Old Saint Nick

by fourshoesfrank



Category: Klaus (2019)
Genre: Autistic Klaus (Klaus 2019), Dysphoria, F/M, Gen, Internalized Transphobia, Period-Typical Ableism, Period-Typical Transphobia, SO HELP ME THOSE TAGS WILL HAPPEN, Trans Klaus (Klaus 2019), deadnaming, ill fix that when i get my hands on a fucntioning computer, the italics arent working for me....
Language: English
Status: Completed
Published: 2019-11-21
Updated: 2019-11-21
Packaged: 2021-02-26 02:22:02
Rating: Teen And Up Audiences
Warnings: No Archive Warnings Apply
Chapters: 1
Words: 2,754
Publisher: archiveofourown.org
Story URL: https://archiveofourown.org/works/21515983
Author URL: https://archiveofourown.org/users/fourshoesfrank/pseuds/fourshoesfrank
Summary: She calls him Nick.
Relationships: Klaus/Lydia
Comments: 12
Kudos: 100





	Old Saint Nick

**Author's Note:**

> question: what time period is this? answer: yes this is a time. it’s a period. iit’s in the General Fantasy Past babey!! don’t worry about it. don’t overthink the geography either; i’ve already done that and i know it’s totally bizarre 
> 
> enjoy!

When he was born, he was Nicole Klaus. His parents called him Nicole, and they raised him like a Nicole would be raised. He spent his childhood at his mother’s side, watching her sew and cook and give birth to his younger siblings. While he watched, he stored all this new knowledge away so he could use it when he grew up and got married. 

He was five years old when merely watching his mother became unacceptable. He was supposed to talk to her, learn from her. He couldn’t do that. 

  
His younger siblings had outstripped him in the act of talking years ago. His two-year-old sister was still supposed to only be watching, but she was already making little words and saying the words to their mother. He couldn’t do much more than that, and he was five! Talking made his tongue feel uncomfortable in his mouth, like it was made of wood and attached to a throat made of stone. At times, he found that he could talk because his tongue had turned back into muscle, but those times were few and far between. 

  
Eventually, he appeared to grow out of it. He didn’t actually stop feeling like his tongue had turned to wood, he just got better at hiding it. Still, he wasn’t good enough at talking for his family to consider employing him in the family business, which was a bakery. Instead, he was sent off to learn the craft of woodcutting in his uncle’s village, hidden away in the thick forests of northwestern Europe. 

  
He knew that his family didn’t really mean to push him aside like that, but they had. They had waited until he was eleven years old, decided that he didn’t have what it took to fit in with the family, and shunted him off to be forgotten in the woods within the next five years. 

  
They sent him on his way with a sack full of food, a week’s wages, and a spare cloak.
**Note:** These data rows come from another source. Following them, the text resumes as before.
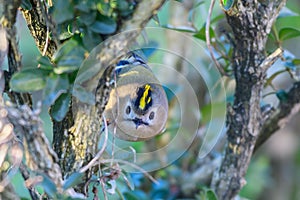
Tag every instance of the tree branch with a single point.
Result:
(251, 23)
(81, 143)
(285, 111)
(40, 26)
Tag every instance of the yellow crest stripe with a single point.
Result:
(144, 100)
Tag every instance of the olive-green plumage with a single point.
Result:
(138, 106)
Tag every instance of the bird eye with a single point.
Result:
(151, 116)
(128, 110)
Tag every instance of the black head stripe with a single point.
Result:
(144, 98)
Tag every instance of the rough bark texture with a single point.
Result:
(277, 120)
(251, 22)
(41, 26)
(80, 145)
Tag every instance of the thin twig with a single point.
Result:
(270, 60)
(131, 165)
(207, 36)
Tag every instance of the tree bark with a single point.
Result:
(251, 22)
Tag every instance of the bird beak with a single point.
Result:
(139, 122)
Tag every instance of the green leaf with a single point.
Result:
(55, 86)
(104, 25)
(73, 180)
(87, 18)
(91, 39)
(61, 106)
(288, 22)
(65, 49)
(63, 11)
(131, 195)
(82, 95)
(210, 195)
(45, 63)
(29, 80)
(69, 57)
(48, 186)
(227, 4)
(288, 33)
(129, 181)
(201, 33)
(269, 80)
(282, 95)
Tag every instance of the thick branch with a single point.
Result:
(286, 109)
(81, 144)
(251, 23)
(39, 155)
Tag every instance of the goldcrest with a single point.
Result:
(137, 108)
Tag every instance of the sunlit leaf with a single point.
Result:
(201, 33)
(55, 86)
(282, 95)
(82, 95)
(48, 186)
(29, 80)
(272, 77)
(63, 11)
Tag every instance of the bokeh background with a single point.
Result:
(274, 172)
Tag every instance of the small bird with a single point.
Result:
(138, 105)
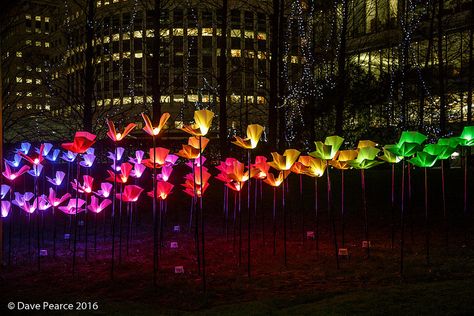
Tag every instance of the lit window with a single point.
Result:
(192, 32)
(149, 33)
(248, 34)
(207, 31)
(178, 32)
(235, 33)
(235, 52)
(137, 34)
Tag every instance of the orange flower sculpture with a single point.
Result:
(272, 181)
(202, 123)
(191, 150)
(259, 169)
(340, 161)
(154, 130)
(254, 132)
(157, 157)
(315, 166)
(163, 189)
(284, 162)
(116, 137)
(82, 142)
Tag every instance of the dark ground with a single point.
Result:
(310, 284)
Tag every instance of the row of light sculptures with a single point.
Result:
(232, 172)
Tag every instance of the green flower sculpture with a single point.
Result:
(408, 144)
(441, 152)
(467, 136)
(390, 157)
(423, 160)
(328, 149)
(366, 158)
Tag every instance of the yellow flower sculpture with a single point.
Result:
(150, 129)
(284, 162)
(342, 157)
(254, 131)
(315, 166)
(202, 123)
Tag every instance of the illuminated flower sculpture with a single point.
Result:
(366, 158)
(200, 127)
(341, 162)
(12, 176)
(284, 163)
(112, 132)
(408, 144)
(81, 143)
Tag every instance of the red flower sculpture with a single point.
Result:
(163, 189)
(130, 193)
(36, 159)
(82, 142)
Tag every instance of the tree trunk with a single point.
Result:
(405, 43)
(421, 112)
(1, 159)
(471, 67)
(281, 78)
(441, 71)
(223, 83)
(155, 64)
(275, 56)
(341, 72)
(89, 68)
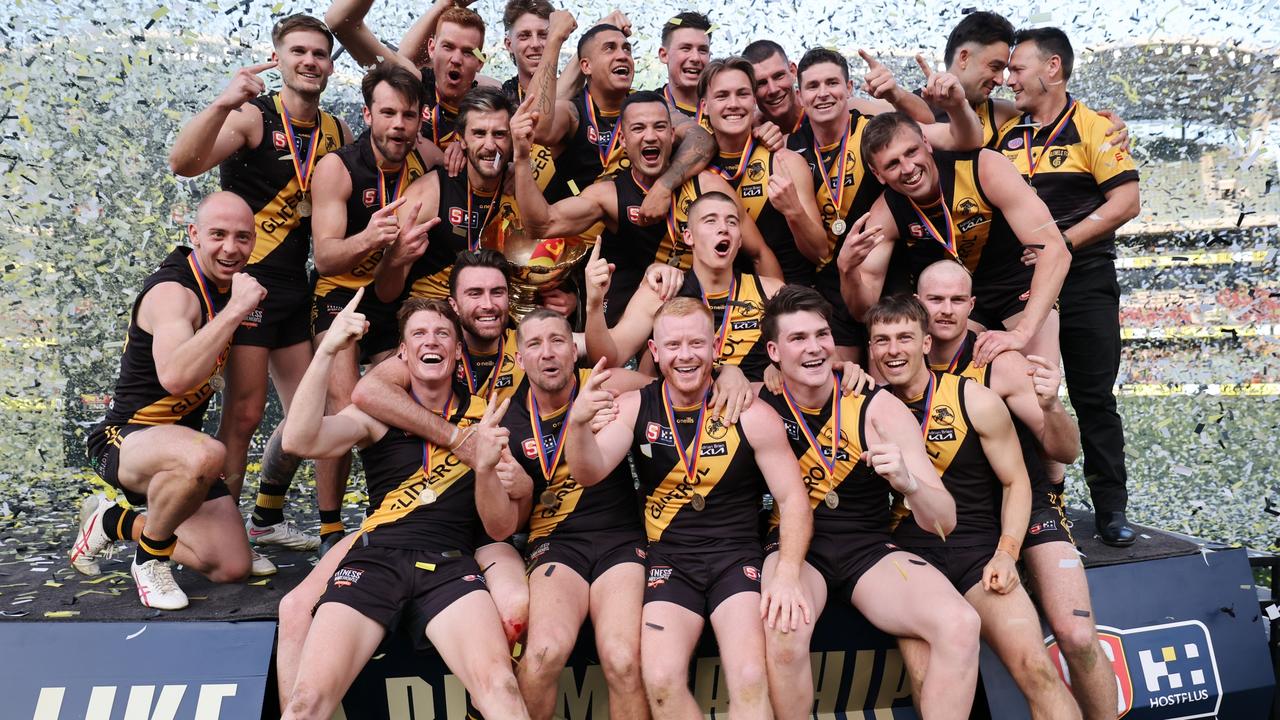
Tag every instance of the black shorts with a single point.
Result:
(280, 319)
(392, 586)
(961, 565)
(383, 331)
(700, 579)
(590, 555)
(104, 455)
(1048, 519)
(842, 559)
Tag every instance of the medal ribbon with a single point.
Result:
(728, 310)
(808, 433)
(558, 447)
(690, 465)
(304, 163)
(1052, 136)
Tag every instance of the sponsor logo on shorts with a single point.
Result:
(346, 577)
(659, 574)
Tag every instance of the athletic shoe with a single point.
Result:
(284, 534)
(156, 587)
(91, 540)
(261, 565)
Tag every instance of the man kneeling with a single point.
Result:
(412, 556)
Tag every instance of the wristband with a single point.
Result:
(1009, 546)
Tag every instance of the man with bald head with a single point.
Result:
(150, 446)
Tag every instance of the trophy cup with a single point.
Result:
(535, 264)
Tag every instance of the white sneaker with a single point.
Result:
(91, 538)
(283, 534)
(261, 564)
(156, 587)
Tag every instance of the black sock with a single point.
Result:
(151, 548)
(118, 523)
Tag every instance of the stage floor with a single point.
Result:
(36, 582)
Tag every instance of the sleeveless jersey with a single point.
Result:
(753, 188)
(983, 241)
(862, 497)
(632, 247)
(497, 372)
(956, 452)
(266, 180)
(739, 337)
(420, 495)
(608, 505)
(370, 191)
(726, 478)
(138, 397)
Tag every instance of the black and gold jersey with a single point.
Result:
(560, 504)
(420, 495)
(955, 449)
(371, 188)
(632, 247)
(860, 190)
(845, 493)
(485, 374)
(1072, 165)
(266, 177)
(964, 226)
(138, 397)
(739, 314)
(713, 504)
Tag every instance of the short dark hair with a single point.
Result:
(414, 305)
(483, 99)
(982, 27)
(882, 128)
(640, 99)
(592, 32)
(401, 80)
(685, 21)
(819, 55)
(539, 314)
(483, 258)
(722, 64)
(897, 308)
(297, 22)
(792, 299)
(517, 9)
(762, 50)
(1050, 41)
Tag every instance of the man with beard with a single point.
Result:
(412, 563)
(685, 50)
(854, 450)
(1029, 388)
(702, 483)
(968, 206)
(1092, 190)
(149, 445)
(972, 442)
(647, 133)
(585, 543)
(357, 191)
(830, 140)
(246, 133)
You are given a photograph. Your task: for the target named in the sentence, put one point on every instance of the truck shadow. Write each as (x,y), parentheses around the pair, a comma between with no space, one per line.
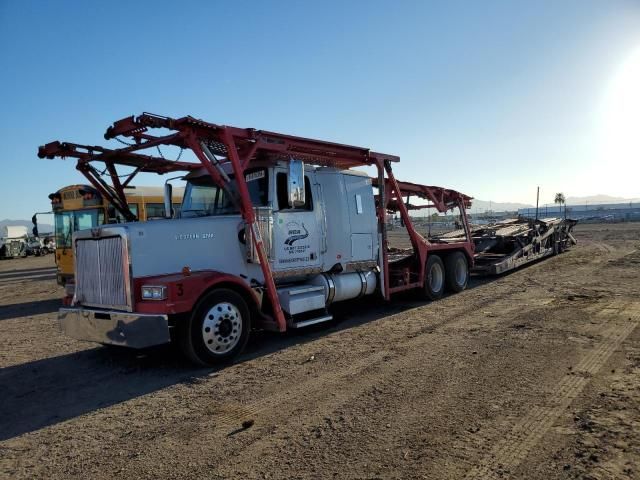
(27,309)
(45,392)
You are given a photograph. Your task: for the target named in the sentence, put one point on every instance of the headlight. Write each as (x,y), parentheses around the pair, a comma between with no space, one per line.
(154,293)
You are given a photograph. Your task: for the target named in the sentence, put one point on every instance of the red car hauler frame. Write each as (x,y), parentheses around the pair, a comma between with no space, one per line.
(217,146)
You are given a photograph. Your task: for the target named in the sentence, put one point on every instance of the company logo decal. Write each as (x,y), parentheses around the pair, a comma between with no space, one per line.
(295,233)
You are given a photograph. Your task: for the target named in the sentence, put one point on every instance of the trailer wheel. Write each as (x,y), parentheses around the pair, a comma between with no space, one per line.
(218,329)
(434,278)
(457,271)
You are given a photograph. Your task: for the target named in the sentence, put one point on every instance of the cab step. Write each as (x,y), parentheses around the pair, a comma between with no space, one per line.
(311,321)
(297,299)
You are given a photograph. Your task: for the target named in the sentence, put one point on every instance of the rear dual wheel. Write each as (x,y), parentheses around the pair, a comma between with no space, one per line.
(452,274)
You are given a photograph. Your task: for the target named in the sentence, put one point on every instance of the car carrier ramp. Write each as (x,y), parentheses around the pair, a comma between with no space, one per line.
(509,244)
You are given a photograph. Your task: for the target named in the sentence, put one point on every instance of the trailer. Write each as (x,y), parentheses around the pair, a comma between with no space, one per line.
(273,230)
(513,243)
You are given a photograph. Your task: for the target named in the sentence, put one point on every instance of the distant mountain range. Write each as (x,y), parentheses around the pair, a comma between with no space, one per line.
(595,199)
(483,205)
(42,227)
(477,206)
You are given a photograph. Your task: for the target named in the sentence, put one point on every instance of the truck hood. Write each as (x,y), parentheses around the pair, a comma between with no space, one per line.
(160,247)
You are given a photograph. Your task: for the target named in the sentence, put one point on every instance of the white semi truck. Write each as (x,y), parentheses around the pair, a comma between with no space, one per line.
(272,231)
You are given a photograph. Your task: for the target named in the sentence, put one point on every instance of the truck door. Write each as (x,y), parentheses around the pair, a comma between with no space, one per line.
(296,235)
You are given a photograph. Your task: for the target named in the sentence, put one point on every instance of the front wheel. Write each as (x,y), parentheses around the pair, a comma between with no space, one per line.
(218,329)
(433,287)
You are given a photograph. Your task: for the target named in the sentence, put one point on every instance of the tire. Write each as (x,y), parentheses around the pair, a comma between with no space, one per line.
(218,329)
(456,269)
(434,281)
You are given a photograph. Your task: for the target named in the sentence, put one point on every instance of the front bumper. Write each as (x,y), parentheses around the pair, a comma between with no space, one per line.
(135,330)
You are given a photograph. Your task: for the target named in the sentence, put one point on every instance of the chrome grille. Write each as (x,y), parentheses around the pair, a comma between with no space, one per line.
(102,276)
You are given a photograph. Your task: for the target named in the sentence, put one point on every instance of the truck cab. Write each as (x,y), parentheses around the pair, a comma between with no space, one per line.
(273,230)
(322,244)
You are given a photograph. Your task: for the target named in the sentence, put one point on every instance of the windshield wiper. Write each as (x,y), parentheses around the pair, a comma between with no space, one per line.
(198,212)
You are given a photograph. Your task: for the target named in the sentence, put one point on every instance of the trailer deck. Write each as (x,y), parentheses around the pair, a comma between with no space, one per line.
(510,244)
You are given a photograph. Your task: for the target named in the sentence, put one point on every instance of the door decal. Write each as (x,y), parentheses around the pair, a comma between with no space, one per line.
(295,233)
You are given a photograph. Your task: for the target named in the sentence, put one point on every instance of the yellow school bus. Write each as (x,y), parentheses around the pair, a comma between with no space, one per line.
(79,207)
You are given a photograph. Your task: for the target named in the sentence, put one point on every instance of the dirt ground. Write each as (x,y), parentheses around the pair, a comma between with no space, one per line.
(532,375)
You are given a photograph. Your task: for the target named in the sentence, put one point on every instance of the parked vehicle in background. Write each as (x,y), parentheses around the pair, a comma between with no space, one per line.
(13,241)
(80,207)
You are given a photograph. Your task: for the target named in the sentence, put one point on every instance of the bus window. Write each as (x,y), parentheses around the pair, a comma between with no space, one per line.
(116,217)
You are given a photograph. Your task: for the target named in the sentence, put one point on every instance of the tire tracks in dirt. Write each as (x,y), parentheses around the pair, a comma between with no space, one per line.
(509,452)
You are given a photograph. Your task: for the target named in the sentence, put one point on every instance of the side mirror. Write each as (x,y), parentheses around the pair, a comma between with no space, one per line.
(168,196)
(34,230)
(295,187)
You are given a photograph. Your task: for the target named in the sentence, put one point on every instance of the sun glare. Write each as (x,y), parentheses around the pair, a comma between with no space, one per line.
(620,142)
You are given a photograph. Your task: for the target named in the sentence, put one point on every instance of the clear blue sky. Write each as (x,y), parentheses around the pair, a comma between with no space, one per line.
(491,98)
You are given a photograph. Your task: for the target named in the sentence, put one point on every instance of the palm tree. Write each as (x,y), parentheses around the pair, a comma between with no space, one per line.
(561,201)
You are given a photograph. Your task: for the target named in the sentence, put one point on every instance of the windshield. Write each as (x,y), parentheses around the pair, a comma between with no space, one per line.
(203,198)
(74,220)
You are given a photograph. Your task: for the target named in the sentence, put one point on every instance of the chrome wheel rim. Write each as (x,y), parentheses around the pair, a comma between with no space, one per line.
(222,328)
(461,272)
(436,277)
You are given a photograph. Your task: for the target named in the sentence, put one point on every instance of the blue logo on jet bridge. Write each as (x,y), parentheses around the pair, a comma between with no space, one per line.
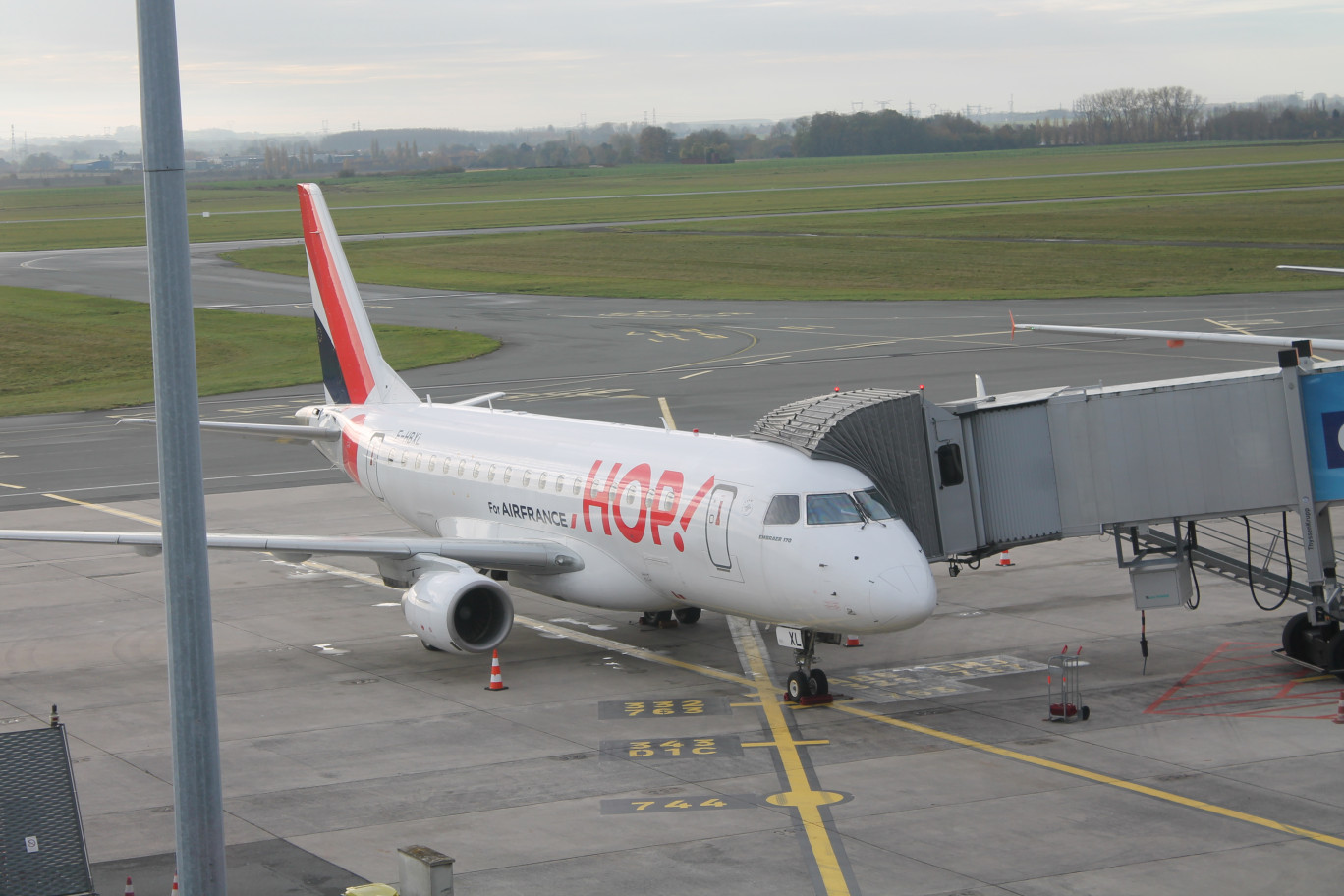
(1322,417)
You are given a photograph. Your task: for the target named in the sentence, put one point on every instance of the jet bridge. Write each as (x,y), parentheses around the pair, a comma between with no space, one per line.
(1179,472)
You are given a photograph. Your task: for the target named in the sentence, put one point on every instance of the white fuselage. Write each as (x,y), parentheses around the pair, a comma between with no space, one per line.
(661,519)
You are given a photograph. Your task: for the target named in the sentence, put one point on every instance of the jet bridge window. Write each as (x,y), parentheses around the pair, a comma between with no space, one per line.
(782,511)
(828,509)
(873,505)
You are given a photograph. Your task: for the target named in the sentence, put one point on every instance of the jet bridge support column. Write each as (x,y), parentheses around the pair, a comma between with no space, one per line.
(1316,529)
(1312,639)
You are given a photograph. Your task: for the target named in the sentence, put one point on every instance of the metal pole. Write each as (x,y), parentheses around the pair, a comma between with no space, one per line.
(197,801)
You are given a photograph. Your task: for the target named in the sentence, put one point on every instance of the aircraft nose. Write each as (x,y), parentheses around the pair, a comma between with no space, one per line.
(903,596)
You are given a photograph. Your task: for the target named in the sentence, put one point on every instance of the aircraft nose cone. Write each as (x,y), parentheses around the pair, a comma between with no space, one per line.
(903,596)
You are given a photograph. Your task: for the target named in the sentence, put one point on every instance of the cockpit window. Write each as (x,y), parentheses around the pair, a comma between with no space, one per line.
(782,511)
(873,505)
(825,509)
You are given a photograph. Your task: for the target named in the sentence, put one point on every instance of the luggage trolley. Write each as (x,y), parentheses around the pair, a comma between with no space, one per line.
(1062,687)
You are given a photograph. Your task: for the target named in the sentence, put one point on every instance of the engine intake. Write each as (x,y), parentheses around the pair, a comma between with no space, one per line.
(459,610)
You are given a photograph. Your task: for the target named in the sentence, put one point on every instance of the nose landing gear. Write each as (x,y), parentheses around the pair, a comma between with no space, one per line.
(808,686)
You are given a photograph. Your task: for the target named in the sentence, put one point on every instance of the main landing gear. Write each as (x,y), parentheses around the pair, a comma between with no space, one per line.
(1317,646)
(669,618)
(808,686)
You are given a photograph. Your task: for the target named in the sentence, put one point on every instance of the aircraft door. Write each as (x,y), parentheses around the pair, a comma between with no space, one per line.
(716,526)
(369,468)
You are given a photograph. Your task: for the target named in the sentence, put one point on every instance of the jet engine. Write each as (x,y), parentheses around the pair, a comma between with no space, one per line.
(459,610)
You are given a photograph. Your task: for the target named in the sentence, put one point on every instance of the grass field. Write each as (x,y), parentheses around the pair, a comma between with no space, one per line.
(1149,246)
(68,352)
(113,215)
(1062,222)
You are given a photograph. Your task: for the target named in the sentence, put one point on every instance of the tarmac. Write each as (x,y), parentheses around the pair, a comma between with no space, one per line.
(631,759)
(624,757)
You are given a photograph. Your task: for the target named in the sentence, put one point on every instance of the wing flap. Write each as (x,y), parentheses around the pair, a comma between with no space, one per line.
(269,431)
(539,558)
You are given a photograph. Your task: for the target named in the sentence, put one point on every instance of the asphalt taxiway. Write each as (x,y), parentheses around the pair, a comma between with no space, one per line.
(624,757)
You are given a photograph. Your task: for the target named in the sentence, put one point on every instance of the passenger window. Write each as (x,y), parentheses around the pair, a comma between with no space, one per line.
(782,511)
(828,509)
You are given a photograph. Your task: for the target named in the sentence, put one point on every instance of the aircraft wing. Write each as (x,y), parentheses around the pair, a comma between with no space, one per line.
(537,558)
(269,431)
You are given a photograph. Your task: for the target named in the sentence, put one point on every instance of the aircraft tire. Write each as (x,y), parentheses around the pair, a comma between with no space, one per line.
(817,683)
(1295,636)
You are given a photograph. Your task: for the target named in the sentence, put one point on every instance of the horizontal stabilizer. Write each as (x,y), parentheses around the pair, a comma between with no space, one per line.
(539,558)
(1314,270)
(269,431)
(1176,336)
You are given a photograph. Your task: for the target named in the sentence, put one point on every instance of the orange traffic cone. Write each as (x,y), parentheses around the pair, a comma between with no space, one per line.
(496,679)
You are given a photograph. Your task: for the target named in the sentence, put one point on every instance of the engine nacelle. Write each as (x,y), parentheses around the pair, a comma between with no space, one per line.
(459,610)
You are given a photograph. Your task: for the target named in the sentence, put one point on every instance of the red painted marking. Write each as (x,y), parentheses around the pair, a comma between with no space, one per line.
(642,476)
(657,518)
(340,320)
(1244,680)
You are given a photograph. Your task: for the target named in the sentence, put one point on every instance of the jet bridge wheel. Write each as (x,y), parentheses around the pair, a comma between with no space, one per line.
(1295,636)
(1335,655)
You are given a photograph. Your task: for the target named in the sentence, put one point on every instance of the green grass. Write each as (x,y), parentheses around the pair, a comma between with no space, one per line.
(1178,246)
(113,215)
(69,352)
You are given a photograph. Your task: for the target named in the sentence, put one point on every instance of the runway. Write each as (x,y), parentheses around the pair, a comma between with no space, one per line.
(344,741)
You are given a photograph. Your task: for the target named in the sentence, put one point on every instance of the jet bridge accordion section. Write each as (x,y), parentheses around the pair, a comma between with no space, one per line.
(982,475)
(1067,463)
(894,438)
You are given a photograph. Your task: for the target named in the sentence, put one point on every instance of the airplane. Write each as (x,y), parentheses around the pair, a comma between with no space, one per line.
(621,518)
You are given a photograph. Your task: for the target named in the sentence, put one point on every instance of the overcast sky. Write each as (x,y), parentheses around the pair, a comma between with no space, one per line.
(296,65)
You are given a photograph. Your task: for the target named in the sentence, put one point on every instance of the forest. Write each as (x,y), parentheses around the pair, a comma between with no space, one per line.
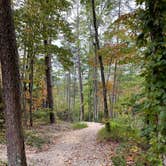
(83,82)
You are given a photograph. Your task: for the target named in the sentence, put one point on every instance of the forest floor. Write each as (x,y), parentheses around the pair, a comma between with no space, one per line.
(70,148)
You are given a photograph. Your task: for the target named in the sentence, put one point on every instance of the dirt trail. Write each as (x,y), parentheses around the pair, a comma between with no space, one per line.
(74,148)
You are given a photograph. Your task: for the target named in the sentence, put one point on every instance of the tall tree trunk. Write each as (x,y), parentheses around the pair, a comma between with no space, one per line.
(11,87)
(69,94)
(49,83)
(31,66)
(79,67)
(95,87)
(113,100)
(100,60)
(74,88)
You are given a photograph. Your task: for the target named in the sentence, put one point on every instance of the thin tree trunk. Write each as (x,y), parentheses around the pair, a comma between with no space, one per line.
(74,88)
(113,100)
(79,69)
(95,87)
(100,61)
(11,87)
(31,90)
(24,88)
(49,84)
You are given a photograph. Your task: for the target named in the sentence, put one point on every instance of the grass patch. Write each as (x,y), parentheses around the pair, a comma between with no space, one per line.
(2,137)
(79,125)
(2,163)
(120,130)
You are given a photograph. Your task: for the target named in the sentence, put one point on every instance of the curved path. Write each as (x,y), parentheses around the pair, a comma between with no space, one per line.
(74,148)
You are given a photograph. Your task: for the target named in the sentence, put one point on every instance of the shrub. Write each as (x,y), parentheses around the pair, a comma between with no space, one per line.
(65,115)
(79,125)
(41,115)
(33,139)
(118,160)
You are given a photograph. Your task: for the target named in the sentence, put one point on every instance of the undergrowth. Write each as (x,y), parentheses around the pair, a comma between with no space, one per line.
(79,125)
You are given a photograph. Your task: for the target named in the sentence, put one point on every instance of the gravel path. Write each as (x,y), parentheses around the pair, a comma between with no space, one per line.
(74,148)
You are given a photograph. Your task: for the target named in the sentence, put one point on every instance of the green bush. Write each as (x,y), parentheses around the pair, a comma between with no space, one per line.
(41,115)
(33,139)
(79,125)
(118,160)
(65,115)
(119,130)
(2,163)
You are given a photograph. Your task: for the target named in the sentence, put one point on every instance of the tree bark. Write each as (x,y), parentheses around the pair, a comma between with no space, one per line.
(79,68)
(100,61)
(49,84)
(11,87)
(31,90)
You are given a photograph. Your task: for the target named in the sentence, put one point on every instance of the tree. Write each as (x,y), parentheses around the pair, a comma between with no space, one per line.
(79,65)
(100,60)
(11,86)
(152,20)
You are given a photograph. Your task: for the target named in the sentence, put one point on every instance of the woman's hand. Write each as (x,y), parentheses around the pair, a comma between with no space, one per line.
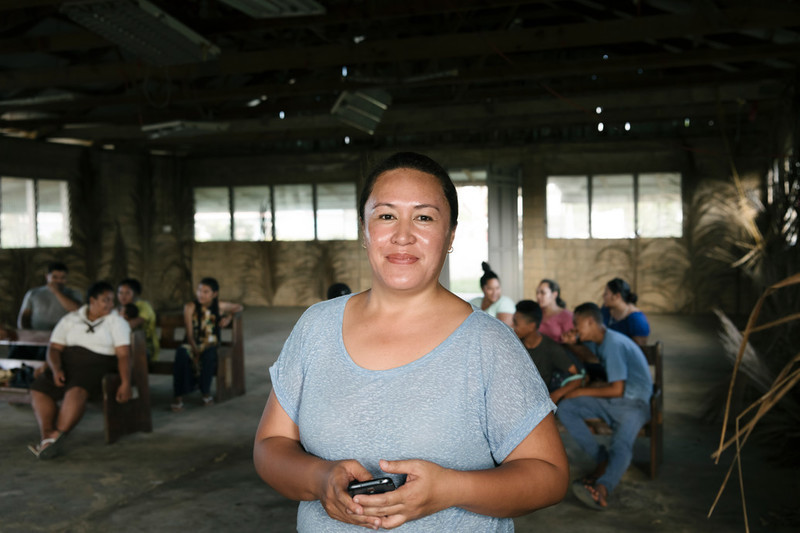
(426,491)
(335,499)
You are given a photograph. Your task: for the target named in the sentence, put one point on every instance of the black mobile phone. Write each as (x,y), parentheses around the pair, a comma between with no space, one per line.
(373,486)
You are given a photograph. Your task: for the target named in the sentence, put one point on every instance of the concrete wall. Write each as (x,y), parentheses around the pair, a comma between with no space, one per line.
(132,216)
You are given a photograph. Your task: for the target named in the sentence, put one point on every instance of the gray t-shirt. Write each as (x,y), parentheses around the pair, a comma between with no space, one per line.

He traveled with his aunt for a day until they reached the main road that would lead him to the forest. His aunt kissed him on the cheek and told Nicole to make the family proud. 

  
The problem was that he didn’t want to make the family proud. He didn’t want—Nicole didn’t want—to be the prodigal mute daughter, sent off into the woods only to return years later with a skill and a voice. He just wanted a quiet place to live, with no relatives hanging over his shoulder tracking to figure out what was wrong with him. 

  
He also didn’t want to be called Nicole. Nicole was the name of a failure of a child, a stupid, mute little girl who could read most of the Bible but couldn’t thread a needle in a straight line to save her life. Nicole was left behind in his parents’ home. 

  
He wasn’t sure if he even wanted to have a name. Names were just ways that people gained power over others. There was a reason that giving your name to one of the Fair Folk was a bad idea, something children were cautioned against almost from birth. 

  
He hadn’t been the recipient of too many anti-Fair Folk lectures, though, at least not compared to his siblings. His parents had given him the customary warning and called it done. He’d even overheard them pondering whether he was actually one of the Fair Folk; might he be a changeling, planted in their family to replace a human child stolen by the hill-folk? 

  
He didn’t want to have a given name, nor was he particularly enthused about his family name. Klaus was the name of the family that wanted to get rid of him. 

  
He made the decision that night—he wasn’t going to keep the name Nicole. He would think of a better name on the way to his uncle. He would keep the name Klaus, if only in order to be easily recognized by the people of his uncle’s village. 

  
It came to him the next day, on the road: why not become a boy? He was no good at women’s things anyway, and he was on his way to the home of a woodcutter, so why was he even bothering to be a girl? He’d always known that something was wrong with the way his family treated him, besides the fact that they ignored him and called him a changeling. They treated him like a girl, and he hated it. 

  
He was Klaus, a useless boy from Brandenburg, and he was going to live with his uncle. He rehearsed this over and over to himself until there was no chance of forgetting any part of his story. He was Klaus, a useless half-mute boy from Brandenburg, and he was going to live with his uncle. 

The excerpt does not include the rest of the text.